L’organisation des cours constitutionnelles en matière de communication


Session présidée par Louise Angue

Juge à la Cour constitutionnelle du Gabon


Tout d’abord, je tiens à remercier du fond du cœur la Cour suprême du Canada pour son excellent accueil. Je remercie également le Secrétariat général de l’ACCPUF, en particulier Madame Pétillon, ainsi que notre expert, Monsieur Mathieu Disant, pour la qualité du travail qu’ils ont accompli.

Je vous présente les excuses du Président de la Cour constitutionnelle du Gabon, qui n’a pu se déplacer en raison d’impondérables. Ainsi, la délégation du Gabon est malheureusement réduite à mon unique personne, alors qu’elle devait être nombreuse.

Ce matin, nous avons analysé les enjeux des relations entre les cours constitutionnelles et les médias. Monsieur Disant, dans sa synthèse, a mis en exergue l’importance de la collaboration qui devrait exister entre ces deux entités. Il a conclu son propos en soulevant la problématique qui constitue un enjeu majeur, posée en ces termes : les cours constitutionnelles doivent-elles subir les médias, ou doivent-elles en devenir actrices ? Cette problématique doit être étudiée au regard de l’obligation de réserve qui pèse sur les juridictions constitutionnelles et la nécessité de communiquer pour informer le public, mais aussi renforcer la démocratie.

Par la suite, Monsieur le juge Wagner a porté aux yeux de tous, les méthodes mises en œuvre par la Cour suprême du Canada afin de réussir cet exercice délicat.

À son tour, le Président de la Cour suprême de la RDC a lui aussi insisté sur l’intérêt de ces relations avec les médias, non sans relever les dangers qui existent lorsque les médias ne font pas preuve de professionnalisme.

Puis, la Vice-présidente du Tribunal constitutionnel d’Andorre nous a rassurés, en nous expliquant que ces relations entre les cours et les médias pouvaient être sereines.

Monsieur le juge Tudorel a, quant à lui, partagé une expérience portant sur l’accréditation.

En somme, il est important que les juridictions constitutionnelles communiquent avec les médias, tissent des relations avec eux. De quelle manière doivent-ils le faire ? Toute la question est à ce niveau. Toutes ces expériences permettront que chacun de nous fasse le tri et voit comment en tirer profit. Toutefois, dans les pays de jeune démocratie comme les nôtres, une autre difficulté se présente.

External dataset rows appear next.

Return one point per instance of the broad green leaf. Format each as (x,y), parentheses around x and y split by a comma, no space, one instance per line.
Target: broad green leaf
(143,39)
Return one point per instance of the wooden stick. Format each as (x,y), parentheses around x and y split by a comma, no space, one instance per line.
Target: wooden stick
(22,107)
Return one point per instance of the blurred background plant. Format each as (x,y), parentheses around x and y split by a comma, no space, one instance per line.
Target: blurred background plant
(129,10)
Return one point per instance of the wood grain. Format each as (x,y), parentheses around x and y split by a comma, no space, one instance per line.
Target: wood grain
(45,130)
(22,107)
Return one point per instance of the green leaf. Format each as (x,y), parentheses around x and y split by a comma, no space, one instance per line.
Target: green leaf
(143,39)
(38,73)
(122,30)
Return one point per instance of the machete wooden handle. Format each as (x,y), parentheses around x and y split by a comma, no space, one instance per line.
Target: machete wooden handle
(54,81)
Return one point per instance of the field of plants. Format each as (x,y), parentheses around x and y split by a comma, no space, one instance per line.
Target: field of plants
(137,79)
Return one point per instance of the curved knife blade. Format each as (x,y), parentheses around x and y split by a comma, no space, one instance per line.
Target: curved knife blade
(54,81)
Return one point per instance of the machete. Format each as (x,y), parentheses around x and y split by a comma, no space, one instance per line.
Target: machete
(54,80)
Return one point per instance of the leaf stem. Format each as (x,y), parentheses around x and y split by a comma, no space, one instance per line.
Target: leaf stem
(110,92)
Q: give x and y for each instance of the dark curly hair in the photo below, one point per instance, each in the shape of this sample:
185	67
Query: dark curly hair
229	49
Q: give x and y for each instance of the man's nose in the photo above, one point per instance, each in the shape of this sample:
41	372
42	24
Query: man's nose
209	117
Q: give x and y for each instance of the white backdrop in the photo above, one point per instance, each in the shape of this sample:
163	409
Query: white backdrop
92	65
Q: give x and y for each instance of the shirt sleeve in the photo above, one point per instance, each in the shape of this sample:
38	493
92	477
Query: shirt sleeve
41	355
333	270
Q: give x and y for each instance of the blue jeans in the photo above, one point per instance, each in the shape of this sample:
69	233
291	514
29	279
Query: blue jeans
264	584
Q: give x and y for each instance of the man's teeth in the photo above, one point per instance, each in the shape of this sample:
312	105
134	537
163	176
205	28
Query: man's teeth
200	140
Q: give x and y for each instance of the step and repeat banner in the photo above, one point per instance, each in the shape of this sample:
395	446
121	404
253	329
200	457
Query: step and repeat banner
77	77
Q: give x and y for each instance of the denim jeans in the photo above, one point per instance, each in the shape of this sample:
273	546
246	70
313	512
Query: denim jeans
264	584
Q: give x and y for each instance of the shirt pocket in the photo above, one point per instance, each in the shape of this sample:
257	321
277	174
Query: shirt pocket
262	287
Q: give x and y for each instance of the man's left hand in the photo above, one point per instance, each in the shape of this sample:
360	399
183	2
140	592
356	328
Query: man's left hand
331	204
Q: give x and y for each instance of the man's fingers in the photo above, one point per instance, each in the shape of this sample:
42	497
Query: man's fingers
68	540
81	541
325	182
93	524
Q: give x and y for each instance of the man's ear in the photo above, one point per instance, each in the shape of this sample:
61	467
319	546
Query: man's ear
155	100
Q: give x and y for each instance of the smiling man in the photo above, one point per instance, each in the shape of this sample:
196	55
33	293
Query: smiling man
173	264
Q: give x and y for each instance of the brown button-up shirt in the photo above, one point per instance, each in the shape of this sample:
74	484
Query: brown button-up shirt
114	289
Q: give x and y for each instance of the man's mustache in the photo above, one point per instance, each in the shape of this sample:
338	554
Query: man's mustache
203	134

Elle réside dans le fait que nous ne disposons pas de journalistes spécialisés dans la matière constitutionnelle, pour ne pas dire tout simplement de journalistes juridiques. La deuxième difficulté tient au fait que journalistes et juridictions constitutionnelles ne poursuivent pas le même objectif. Lorsque ces dernières cherchent à communiquer, à éduquer, à informer le plus objective- ment possible les masses sur leur travail, pour aboutir au renforcement de l’État de droit et de la démocratie, les journalistes sont surtout intéressés par la vente de leurs papiers et la diffusion d’une opinion qui n’a souvent rien à voir avec la règle de droit sur la base de laquelle la juridiction statue. Telle est notre difficulté. Je la soumets à votre réflexion pour que vous nous aidiez à la résoudre. Au Gabon, nous ne disposons pas d’une analyse objective. Lorsque le pouvoir en place a eu gain


de cause dans une affaire, la Cour constitutionnelle est tout de suite taxée de partialité en sa faveur, et lorsqu’il est fait droit à une requête d’opposition, cette décision est toujours considérée comme un accident.

Je passe à présent la parole à Monsieur Disant, afin qu’il nous présente la deuxième partie de son analyse.